Scientists are discovering ways in which a single cell may have developed entities that are central to group behavior, opening the way for multicellular life. These discoveries may shed light on how complex extraterrestrial life might evolve in alien worlds.
| Dividing Cell |
The first known single-celled organisms appeared on earth about 3.5 billion years ago, about a billion years after the formation of the Earth. The most complex species of humans took a long time to emerge, and the first multicellular animals did not appear until about 600 million years ago.
The emergence of multicellular organisms from simple single-celled organisms has been an important moment in the biological history of the Earth and has greatly reorganized the planet's ecosystem. However, another mystery regarding the biology of many cells is why cells have not returned to the same single cell.
"Unicellularity is clearly successful - On our Earth Unicellular organisms are much more abundant than multicellular organisms and have existed for at least 2 billion years," said lead research author Eric Libby, a mathematician at the Santa Fe Institute in New Mexico. "So what's the benefit of being multicellular and staying that way?"
The answer to that question is often a cooperative one since the cells benefited more from working together than when they were working alone. However, in co-operative cases, there is always a tempting opportunity for "cells to escape their functions - that is, to cheat," Libby said.
"For example, consider the ant colony where only the queen lays eggs and the workers, who are unable to reproduce, have to make sacrifices for the colony," Libby said. “What prevents an ant worker from leaving the colony and establishing a new colony? However, it is clear that the ant worker is not able to reproduce, so it cannot start its own colony. But if it gets a mutation that makes it able to do that, then this could be a real problem for the colony. This kind of struggle is rampant in the evolution of multicellularity.
Studies have shown that a group of microbes that produce useful molecules that all members of the group can benefit from can grow faster than non-beneficial groups. But in that group, freeloaders do not waste resources or energy to release these fast-growing molecules.

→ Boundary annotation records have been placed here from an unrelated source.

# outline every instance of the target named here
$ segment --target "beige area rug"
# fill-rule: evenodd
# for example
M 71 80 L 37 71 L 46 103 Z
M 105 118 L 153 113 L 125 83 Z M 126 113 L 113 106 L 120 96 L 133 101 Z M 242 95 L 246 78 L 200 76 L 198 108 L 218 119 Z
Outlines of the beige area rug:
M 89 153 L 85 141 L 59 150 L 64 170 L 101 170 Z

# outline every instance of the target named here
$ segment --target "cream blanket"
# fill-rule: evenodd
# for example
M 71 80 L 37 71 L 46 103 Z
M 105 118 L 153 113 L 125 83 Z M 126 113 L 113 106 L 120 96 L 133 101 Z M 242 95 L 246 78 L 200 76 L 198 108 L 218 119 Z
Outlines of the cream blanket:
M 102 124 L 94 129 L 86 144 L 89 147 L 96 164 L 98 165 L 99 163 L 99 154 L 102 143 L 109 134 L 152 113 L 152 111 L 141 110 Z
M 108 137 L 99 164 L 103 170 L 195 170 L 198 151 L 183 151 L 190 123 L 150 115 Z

To solve the mystery of the survival of multicellular life, scientists have proposed what they call “ratcheting mechanisms.” Ratchets are devices that allow movement in one direction. By analogy, ratcheting methods are factors that provide benefits to groups but are harmful to individuals, ultimately preventing them from returning to a single-cell state, said Libby and research co-author William Ratcliff at the Georgia Institute of Technology in Atlanta.
In general, when a feature makes group cells more dependent, it acts as a ratchet. For example, groups of cells may divide a function so that some cells grow into one important molecule while other cells grow a different essential component, so these cells perform better collectively than lonely, a theory supported by recent experiments with bacteria.
Ratcheting can also explain the symbiosis among the ancient bacteria that cause symbionts to live inside cells, such as mitochondria and chloroplasts that help their hosts to utilize oxygen and sunlight. Single-celled organisms known as Paramecia do not do well when they are detected by examining photosynthetic symbionts, and symbionts often lose the genes needed for life without their host.
These methods of ratcheting can lead to seemingly insignificant results. For example, apoptosis, or planned cell death, is the process by which a cell commits suicide. However, research shows that high rates of apoptosis can have benefits. In large clusters of yeast cells, apoptotic cells act as weak links whose death allows small lumps of yeast cells to relax and continue to spread elsewhere where they may have more space and nutrients.
This advantage does not apply to single cells, which means that any cell that discards a group will be at risk, ”said Libby. “This work demonstrates that a cell that resides in a group can receive a very different environment than a living cell alone. The environment may be so diverse that harmful elements in living organisms alone, such as increased mortality rates, may be helpful to cells within the group. ”
Speaking about what these findings mean in the quest for an unknown life, Libby said the study suggests that foreign behavior may seem strange until one has a better understanding of how a living thing can belong to a group.
"Living organisms in communities can have behaviors that may seem strange or contradictory without proper consideration of their social contexts," Libby said. "It's a reminder that a piece of the puzzle is confusing until you know how it fits into the larger context."